Objective We aimed to explore the ability of textural heterogeneity indices determined by 18 F-FDG PET/CT for grading the malignancy of thymic epithelial tumors (TETs). Methods We retrospectively enrolled 47 patients with pathologically proven TETs who underwent pre-treatment 18 F-FDG PET/CT. TETs were classified by pathological results into three subgroups with increasing grades of malignancy: low-risk thymoma (LRT; WHO classification A, AB and B1), high-risk thymoma (B2 and B3), and thymic carcinoma (TC). Using 18 F-FDG PET/CT, we obtained conventional imaging indices including SUV max and 20 intratumoral heterogeneity indices: i.e., four local-scale indices derived from the neighborhood gray-tone difference matrix (NGTDM), eight regional-scale indices from the gray-level run-length matrix (GLRLM), and eight regional-scale indices from the gray-level size zone matrix (GLSZM).

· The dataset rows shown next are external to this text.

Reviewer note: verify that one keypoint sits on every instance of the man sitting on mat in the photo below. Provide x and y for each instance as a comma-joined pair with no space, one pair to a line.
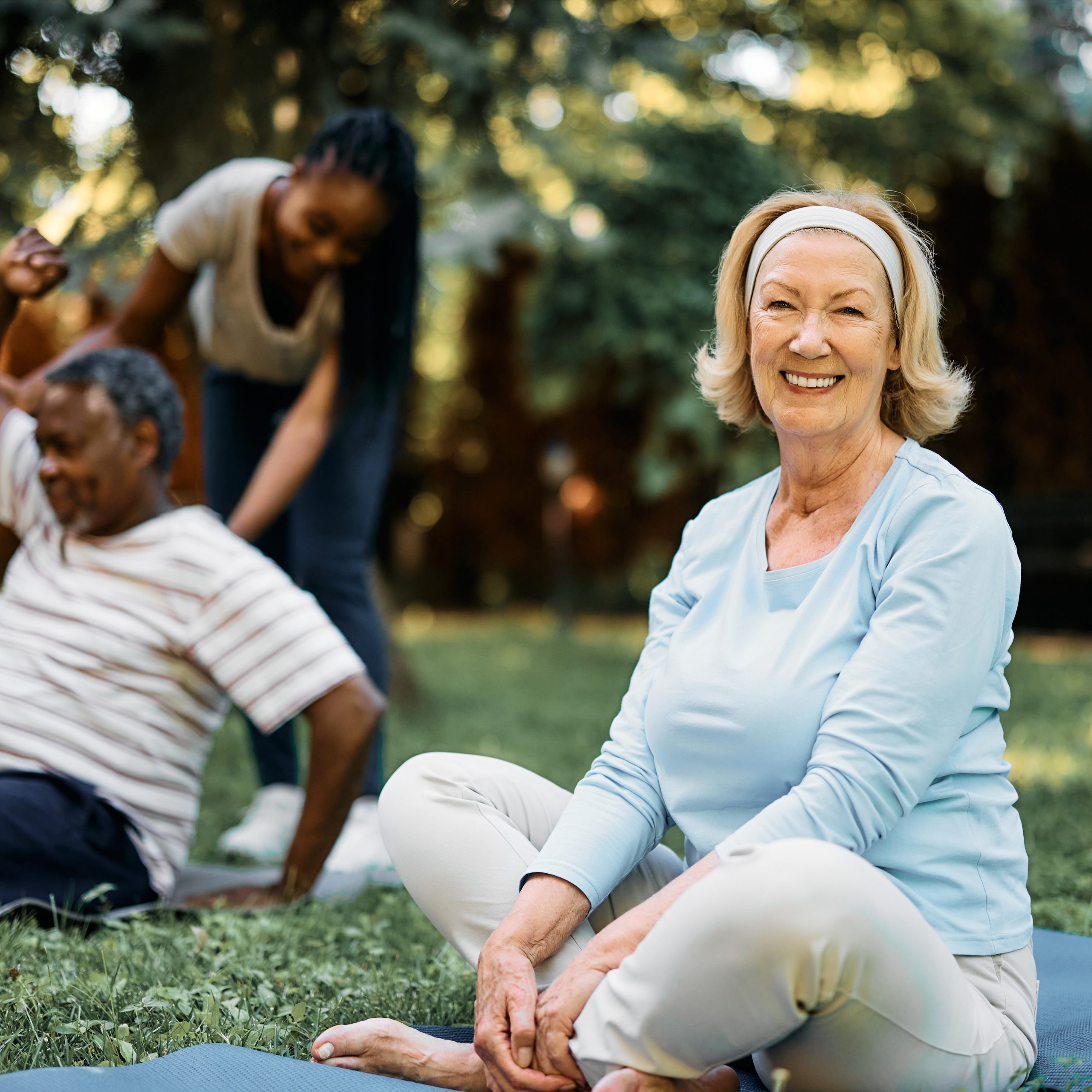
126,625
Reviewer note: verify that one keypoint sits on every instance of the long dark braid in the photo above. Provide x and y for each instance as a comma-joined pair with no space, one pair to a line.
380,291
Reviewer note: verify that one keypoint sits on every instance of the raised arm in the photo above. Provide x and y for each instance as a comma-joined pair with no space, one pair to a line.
295,449
159,294
30,267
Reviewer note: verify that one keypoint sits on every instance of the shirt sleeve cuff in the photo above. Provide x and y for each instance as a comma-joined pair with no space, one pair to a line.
545,866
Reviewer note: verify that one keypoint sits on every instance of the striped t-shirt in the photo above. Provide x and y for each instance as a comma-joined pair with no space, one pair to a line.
118,656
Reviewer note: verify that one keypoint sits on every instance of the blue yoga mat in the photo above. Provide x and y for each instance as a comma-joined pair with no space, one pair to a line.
1065,1048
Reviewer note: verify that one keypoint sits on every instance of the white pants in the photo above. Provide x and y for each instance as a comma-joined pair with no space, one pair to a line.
799,953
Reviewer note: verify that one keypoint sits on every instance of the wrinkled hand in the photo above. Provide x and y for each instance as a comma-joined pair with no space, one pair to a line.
505,1022
556,1015
241,898
31,264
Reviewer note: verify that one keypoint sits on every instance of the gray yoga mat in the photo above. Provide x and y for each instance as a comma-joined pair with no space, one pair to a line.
1065,1048
209,880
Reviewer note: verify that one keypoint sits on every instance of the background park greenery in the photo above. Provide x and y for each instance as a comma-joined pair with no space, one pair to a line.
523,693
584,163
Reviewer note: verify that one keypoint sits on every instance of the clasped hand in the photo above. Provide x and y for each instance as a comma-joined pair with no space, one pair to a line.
521,1036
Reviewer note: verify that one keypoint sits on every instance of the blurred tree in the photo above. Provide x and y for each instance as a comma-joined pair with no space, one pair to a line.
619,140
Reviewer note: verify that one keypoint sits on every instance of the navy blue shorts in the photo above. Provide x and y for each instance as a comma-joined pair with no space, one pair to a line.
58,839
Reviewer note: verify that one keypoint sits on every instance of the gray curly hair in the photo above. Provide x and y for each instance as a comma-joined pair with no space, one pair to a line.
139,388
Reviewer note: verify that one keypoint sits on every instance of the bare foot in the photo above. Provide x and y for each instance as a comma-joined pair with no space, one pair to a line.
721,1079
396,1050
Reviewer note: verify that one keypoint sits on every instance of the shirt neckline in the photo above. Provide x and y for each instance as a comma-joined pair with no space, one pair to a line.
820,563
303,329
135,534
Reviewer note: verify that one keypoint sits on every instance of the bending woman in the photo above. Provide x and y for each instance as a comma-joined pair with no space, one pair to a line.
817,707
302,282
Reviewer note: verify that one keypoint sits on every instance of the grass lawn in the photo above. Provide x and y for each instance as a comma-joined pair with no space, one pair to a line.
522,693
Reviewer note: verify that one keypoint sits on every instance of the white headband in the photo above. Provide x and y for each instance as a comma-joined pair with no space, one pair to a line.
840,220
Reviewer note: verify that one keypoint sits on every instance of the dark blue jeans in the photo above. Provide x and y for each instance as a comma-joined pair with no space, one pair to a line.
326,537
59,840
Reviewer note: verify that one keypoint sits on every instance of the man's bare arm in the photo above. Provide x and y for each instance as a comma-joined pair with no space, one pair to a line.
160,293
342,726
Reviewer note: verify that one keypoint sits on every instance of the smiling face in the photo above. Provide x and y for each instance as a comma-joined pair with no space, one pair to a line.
92,465
325,219
822,334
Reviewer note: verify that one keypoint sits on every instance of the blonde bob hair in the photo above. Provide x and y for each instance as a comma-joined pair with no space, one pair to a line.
924,398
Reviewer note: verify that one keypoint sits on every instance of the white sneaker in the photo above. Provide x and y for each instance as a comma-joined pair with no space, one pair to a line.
360,848
268,827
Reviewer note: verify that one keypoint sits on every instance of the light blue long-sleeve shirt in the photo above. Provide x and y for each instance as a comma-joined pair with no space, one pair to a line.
854,699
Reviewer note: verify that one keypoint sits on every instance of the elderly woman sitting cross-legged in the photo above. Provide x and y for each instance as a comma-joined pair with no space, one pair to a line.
816,708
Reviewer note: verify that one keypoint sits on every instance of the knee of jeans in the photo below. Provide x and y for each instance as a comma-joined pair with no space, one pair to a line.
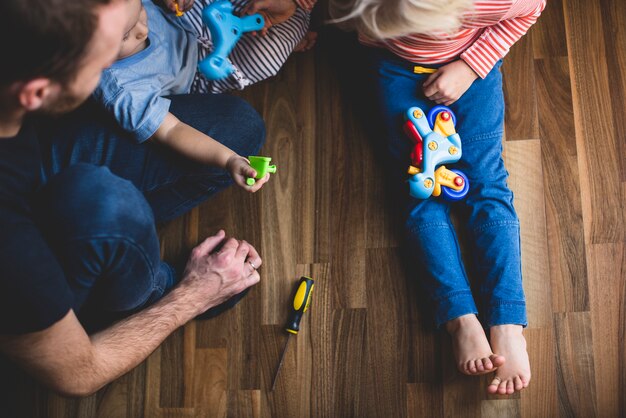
250,127
87,200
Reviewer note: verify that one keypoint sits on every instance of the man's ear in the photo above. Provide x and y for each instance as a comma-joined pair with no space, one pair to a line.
33,94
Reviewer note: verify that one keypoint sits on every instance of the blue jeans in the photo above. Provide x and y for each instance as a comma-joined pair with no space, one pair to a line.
104,193
492,222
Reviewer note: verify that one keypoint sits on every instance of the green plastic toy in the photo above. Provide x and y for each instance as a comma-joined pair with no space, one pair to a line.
262,166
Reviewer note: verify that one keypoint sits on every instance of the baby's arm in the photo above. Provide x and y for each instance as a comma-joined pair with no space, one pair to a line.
449,83
195,145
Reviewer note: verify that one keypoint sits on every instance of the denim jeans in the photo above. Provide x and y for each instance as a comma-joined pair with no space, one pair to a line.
104,193
492,223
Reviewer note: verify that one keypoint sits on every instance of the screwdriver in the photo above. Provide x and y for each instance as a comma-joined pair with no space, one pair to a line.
301,302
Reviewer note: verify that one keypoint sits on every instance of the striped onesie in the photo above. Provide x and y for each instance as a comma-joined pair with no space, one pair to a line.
487,32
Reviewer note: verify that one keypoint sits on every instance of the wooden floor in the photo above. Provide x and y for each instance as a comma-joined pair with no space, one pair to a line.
366,348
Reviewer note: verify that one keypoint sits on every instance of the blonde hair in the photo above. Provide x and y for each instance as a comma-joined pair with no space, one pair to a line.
385,19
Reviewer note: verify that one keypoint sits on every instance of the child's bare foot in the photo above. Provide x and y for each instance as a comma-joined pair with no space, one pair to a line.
307,42
509,341
471,348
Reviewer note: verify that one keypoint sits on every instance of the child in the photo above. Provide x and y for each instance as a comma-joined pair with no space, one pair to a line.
163,61
464,42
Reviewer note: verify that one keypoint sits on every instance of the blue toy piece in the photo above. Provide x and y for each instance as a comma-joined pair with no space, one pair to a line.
437,143
226,29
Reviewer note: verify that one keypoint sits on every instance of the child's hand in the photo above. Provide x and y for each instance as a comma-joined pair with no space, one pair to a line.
449,82
183,5
307,42
240,169
273,11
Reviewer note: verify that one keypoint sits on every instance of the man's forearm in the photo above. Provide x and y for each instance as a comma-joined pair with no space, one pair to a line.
124,345
192,143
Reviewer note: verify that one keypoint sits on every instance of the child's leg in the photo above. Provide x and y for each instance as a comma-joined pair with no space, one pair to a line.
494,227
255,57
431,235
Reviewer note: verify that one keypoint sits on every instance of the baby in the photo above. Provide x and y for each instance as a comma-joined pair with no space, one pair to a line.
159,57
461,44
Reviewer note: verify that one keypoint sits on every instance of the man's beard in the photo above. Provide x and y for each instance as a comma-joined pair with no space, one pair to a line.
63,103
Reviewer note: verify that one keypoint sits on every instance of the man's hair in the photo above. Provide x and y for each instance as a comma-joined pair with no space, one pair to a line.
45,38
386,19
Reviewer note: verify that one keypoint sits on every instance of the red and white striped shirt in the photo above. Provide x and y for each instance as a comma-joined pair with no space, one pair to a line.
486,34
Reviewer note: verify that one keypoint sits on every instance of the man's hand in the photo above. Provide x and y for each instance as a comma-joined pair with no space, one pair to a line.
183,5
273,11
240,169
449,83
215,275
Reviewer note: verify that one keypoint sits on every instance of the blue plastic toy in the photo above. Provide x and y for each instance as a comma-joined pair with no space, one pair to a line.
436,143
226,29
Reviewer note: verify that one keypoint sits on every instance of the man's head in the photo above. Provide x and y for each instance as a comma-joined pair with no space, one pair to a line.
55,50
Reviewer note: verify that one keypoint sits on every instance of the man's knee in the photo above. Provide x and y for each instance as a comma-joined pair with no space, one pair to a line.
85,199
230,120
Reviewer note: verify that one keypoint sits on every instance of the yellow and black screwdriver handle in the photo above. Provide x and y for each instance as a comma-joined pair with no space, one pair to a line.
301,302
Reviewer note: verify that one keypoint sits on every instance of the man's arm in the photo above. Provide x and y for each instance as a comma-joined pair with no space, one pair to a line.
69,361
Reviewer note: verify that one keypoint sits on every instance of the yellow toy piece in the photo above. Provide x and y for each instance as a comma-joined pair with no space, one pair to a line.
413,170
423,70
445,177
444,124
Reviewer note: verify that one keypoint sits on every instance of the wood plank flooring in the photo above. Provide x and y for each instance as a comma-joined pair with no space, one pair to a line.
367,347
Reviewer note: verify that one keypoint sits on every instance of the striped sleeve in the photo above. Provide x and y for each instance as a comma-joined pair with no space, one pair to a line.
305,4
495,41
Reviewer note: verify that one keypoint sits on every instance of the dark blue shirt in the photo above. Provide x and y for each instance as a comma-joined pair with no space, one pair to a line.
34,293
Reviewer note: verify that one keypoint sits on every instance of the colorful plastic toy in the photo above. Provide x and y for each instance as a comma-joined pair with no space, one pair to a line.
436,143
226,29
262,166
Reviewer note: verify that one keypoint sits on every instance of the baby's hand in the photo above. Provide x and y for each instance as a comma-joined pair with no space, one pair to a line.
273,11
183,5
307,42
240,169
449,82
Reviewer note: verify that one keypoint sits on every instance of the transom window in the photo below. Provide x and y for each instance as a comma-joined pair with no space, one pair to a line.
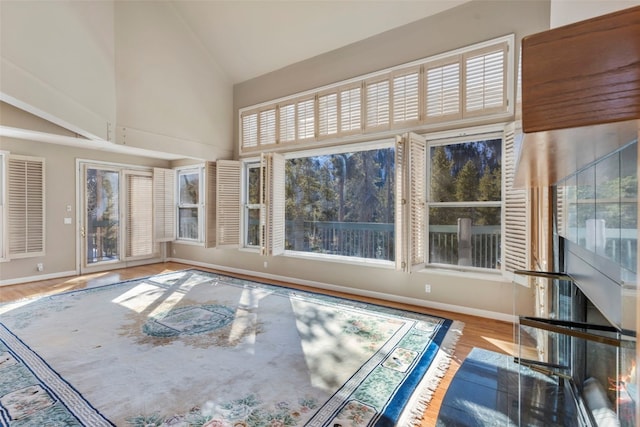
462,85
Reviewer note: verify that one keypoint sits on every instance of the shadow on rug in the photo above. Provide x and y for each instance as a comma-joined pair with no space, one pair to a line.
194,348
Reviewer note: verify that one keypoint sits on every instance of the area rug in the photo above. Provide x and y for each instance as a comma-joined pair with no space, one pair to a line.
193,348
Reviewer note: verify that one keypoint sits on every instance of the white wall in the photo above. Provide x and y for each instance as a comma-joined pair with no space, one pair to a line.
130,72
58,61
171,94
565,12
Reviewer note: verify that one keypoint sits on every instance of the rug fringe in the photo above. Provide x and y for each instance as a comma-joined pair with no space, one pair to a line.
434,375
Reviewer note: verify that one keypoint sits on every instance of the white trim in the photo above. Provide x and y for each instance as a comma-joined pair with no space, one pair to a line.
27,279
359,292
89,144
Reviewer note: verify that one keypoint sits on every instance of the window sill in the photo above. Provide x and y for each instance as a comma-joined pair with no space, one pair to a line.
188,242
340,259
492,275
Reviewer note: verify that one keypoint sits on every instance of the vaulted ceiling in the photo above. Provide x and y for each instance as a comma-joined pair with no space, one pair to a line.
252,38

Area under the receiver operating characteristic curve (AUC) was used to demonstrate the abilities of the imaging indices for differentiating subgroups. Multivariable logistic regression analysis was performed to show the independent significance of the textural indices. Combined criteria using optimal cutoff values of the SUV max and a best-performing heterogeneity index were applied to investigate whether they improved differentiation between the subgroups. Results Most of the GLRLM and GLSZM indices and the SUV max showed good or fair discrimination (AUC >0.7) with best performance for some of the GLRLM indices and the SUV max , whereas the NGTDM indices showed relatively inferior performance. The discriminative ability of some of the GLSZM indices was independent from that of SUV max in multivariate analysis. Combined use of the SUV max and a GLSZM index improved positive predictive values for LRT and TC. Conclusions Texture analysis of 18 F-FDG PET/CT scans has the potential to differentiate between TET tumor grades; regional-scale indices from GLRLM and GLSZM perform better than local-scale indices from the NGTDM. The SUV max and heterogeneity indices may have complementary value in differentiating TET subgroups.